= Guido Turchi =

Italian composer

Guido Turchi (10 November 1916 - 15 September 2010) was an Italian composer and writer on music.

Guido Turchi was born in Rome, where he later studied at the Conservatorio di Musica Santa Cecilia with Cesare Dobici, A. Ferdinandi, and Alessandro Bustini, and was awarded diplomas in piano and composition in 1940. In 1945 he achieved the highest possible marks in the advanced diploma course given by Ildebrando Pizzetti.

Like many Italian composers of his own and the preceding generation, he was not interested in continuing the tradition of his immediate predecessors of the 19th century, but rather turned to other, earlier sources: Gregorian plainchant, Renaissance madrigals, instrumental composers of the eighteenth century, and to non-Italian music of contemporary Europe. In his early works, Turchi employed a musical language sometimes close to the twelve-tone system, though he did not embrace it entirely. The neo-madrigalism fashionable at the time also marks his work, with particular influences from Goffredo Petrassi. Bartók's stamp is also prominent on works such as the Concerto breve (1947) for string quartet.

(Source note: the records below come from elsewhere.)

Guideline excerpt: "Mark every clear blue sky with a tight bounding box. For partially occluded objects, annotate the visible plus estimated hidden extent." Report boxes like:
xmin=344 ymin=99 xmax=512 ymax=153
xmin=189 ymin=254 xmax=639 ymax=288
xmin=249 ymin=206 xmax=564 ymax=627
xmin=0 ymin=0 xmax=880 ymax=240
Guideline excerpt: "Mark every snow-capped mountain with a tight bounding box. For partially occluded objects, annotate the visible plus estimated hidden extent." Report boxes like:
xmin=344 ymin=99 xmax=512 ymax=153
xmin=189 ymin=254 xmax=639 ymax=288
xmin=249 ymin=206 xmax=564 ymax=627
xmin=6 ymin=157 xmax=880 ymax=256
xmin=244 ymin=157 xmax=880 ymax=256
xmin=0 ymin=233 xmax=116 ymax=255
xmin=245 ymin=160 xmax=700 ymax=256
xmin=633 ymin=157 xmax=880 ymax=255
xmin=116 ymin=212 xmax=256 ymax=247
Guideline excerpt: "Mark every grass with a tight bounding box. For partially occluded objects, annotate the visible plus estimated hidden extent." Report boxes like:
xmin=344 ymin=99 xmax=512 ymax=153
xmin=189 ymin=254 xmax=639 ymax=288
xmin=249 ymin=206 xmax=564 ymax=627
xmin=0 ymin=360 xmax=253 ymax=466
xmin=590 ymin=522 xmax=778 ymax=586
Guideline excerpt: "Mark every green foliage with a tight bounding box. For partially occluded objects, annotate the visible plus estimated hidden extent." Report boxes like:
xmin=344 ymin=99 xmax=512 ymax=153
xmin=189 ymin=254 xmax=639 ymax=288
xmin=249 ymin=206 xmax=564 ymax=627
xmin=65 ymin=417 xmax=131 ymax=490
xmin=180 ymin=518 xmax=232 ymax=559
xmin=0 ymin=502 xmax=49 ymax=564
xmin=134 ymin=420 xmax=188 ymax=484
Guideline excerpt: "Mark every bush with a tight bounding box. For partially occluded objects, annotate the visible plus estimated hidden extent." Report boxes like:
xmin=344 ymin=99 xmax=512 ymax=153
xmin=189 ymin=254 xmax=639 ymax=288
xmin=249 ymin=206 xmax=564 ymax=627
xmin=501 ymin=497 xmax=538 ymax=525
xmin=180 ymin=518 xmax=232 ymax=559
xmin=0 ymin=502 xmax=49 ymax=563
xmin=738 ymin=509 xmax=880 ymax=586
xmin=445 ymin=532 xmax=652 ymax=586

The Piccolo concerto notturno (1950), combining a post-tonal style indebted to Paul Hindemith with bold neo-Impressionist colours, is one of his most successful pieces.

Turchi's only opera is the three-act Il buon soldato Svejk, to a libretto by Gerardo Guerrieri based on Jaroslav Hašek’s Osudy dobrého vojáka Svejka za svetové války (The Adventures of the Good Soldier Svejk During the World War), first performed at La Scala in 1962 after a gestation period of almost ten years. It begins in a style reminiscent of Alban Berg’s Wozzeck, and progresses to a lighter, more detached mood.

Turchi died in Venice in September 2010.